Nicht auf den Mund gefallen und von Neugier erfüllt drangen etliche Fragen auf die Anwesenden ein. Mochte auch einige Fragen bar jeglichen Anstandes sein, mochte auch Unhöflichkeit aus dem Munde des Jungen sprechen, eines aber fiel einem jedem auf: der helle Geist, der unter dem schmierigen, verkrusteten Haar versteckt war. Die Ordensleitung beschloß darob, den Jungen in verschiedenen Dingen zu unterweisen, bis der Tag gekommen sei, daß Eugeno selbst entscheiden wollte, ob er den Reihen des ODL beitreten wolle oder nicht - eine Frage, die der Knabe selbst schon sehr bald entschieden hatte!

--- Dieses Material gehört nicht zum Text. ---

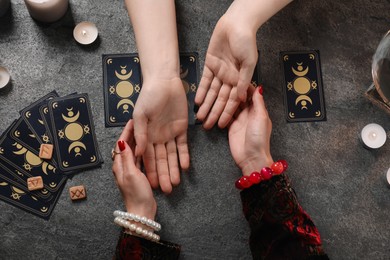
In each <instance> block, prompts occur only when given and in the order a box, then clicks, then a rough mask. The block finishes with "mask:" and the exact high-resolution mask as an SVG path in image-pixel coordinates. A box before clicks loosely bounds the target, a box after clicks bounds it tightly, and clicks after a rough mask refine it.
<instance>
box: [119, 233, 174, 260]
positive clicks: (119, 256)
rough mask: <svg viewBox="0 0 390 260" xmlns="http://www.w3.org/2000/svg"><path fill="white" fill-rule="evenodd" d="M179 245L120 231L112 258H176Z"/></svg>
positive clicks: (155, 258) (135, 258)
mask: <svg viewBox="0 0 390 260" xmlns="http://www.w3.org/2000/svg"><path fill="white" fill-rule="evenodd" d="M179 255H180V246H179V245H176V244H173V243H169V242H166V241H161V240H160V241H159V242H152V241H149V240H147V239H144V238H141V237H137V236H132V235H128V234H126V233H124V232H123V231H122V232H121V235H120V237H119V241H118V244H117V246H116V250H115V256H114V258H113V259H118V260H119V259H123V260H124V259H126V260H127V259H129V260H130V259H131V260H141V259H155V260H158V259H161V260H162V259H164V260H165V259H167V260H171V259H172V260H173V259H178V258H179Z"/></svg>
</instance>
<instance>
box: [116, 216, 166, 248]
mask: <svg viewBox="0 0 390 260" xmlns="http://www.w3.org/2000/svg"><path fill="white" fill-rule="evenodd" d="M114 223H115V224H117V225H118V226H121V227H124V228H127V229H129V230H130V235H133V233H131V232H135V233H136V235H138V236H142V237H144V238H146V239H148V240H151V241H155V242H158V241H160V236H159V235H157V234H154V233H153V232H152V231H148V230H146V229H143V228H141V227H137V226H136V225H135V224H130V222H129V221H127V220H125V219H123V218H121V217H116V218H115V219H114Z"/></svg>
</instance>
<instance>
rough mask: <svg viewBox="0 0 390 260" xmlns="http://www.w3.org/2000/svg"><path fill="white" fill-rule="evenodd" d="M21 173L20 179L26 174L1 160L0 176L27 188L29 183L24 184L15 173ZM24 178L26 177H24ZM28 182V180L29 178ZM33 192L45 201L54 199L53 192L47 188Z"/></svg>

Von Selem gelangte er nach Fasar, wo er bereits bei der Bilanzia assistierte. Einige Außenmissionen führten den jungen Mann weiter in den Süden, aber auch in weite Teile Araniens. Seine Vergangenheit machten ihn zu einem Experten städtischer Informationsbeschaffung, doch noch größer waren seine Erfahrungen im Umgang mit Wertgegenständen, Verträgen und deren Einhaltung. Mit Betrügereien war er aufgewachsen - hier machte ihm so schnell niemand etwas vor.

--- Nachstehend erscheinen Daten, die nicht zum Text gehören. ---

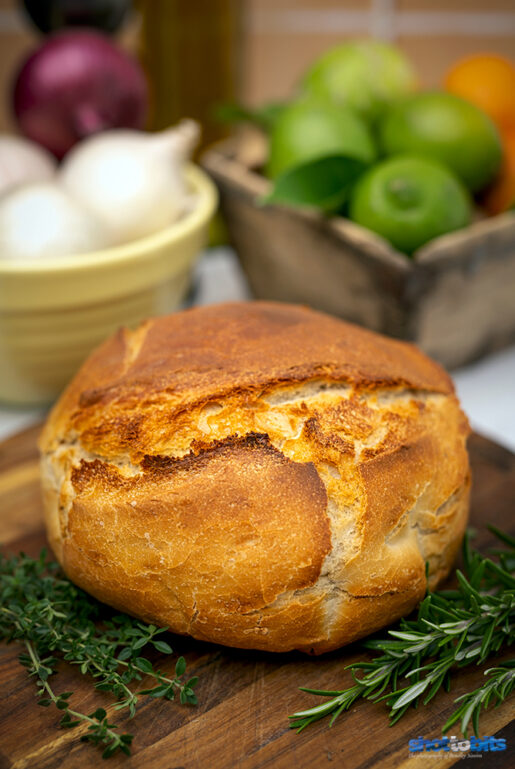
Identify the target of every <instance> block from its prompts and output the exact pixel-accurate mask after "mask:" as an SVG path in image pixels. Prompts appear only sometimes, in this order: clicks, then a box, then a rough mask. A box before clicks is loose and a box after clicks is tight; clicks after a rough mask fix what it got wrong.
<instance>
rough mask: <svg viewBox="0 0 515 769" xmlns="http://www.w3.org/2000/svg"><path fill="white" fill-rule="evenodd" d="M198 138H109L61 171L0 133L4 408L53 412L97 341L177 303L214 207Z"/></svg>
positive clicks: (122, 136) (109, 137) (206, 226)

Seit drei Jahren nun lebt Eugeno Esz in der Stadt Rashdul. Selem hat er seit seines Fortganges nicht mehr besucht, seine Vergangenheit ruft sich nur dann und wann ins Gedächtnis zurück. Mehr als ein Jahr ist er nun bereits Kammerherr des Domus Rashdulis. Die Zahl der Außeneinsätze ist deutlich geschrumpft, doch die Arbeit und die Aufgaben, die sich ihm jetzt stellen, gefallen ihm fast noch besser als alles, was er zuvor erlebt hat. Hart hatte er arbeiten müssen, um das zu werden, was er heute ist. Und darum plagt ganz selten nur der Schwermut bei dem Gedanken an seine Wurzeln.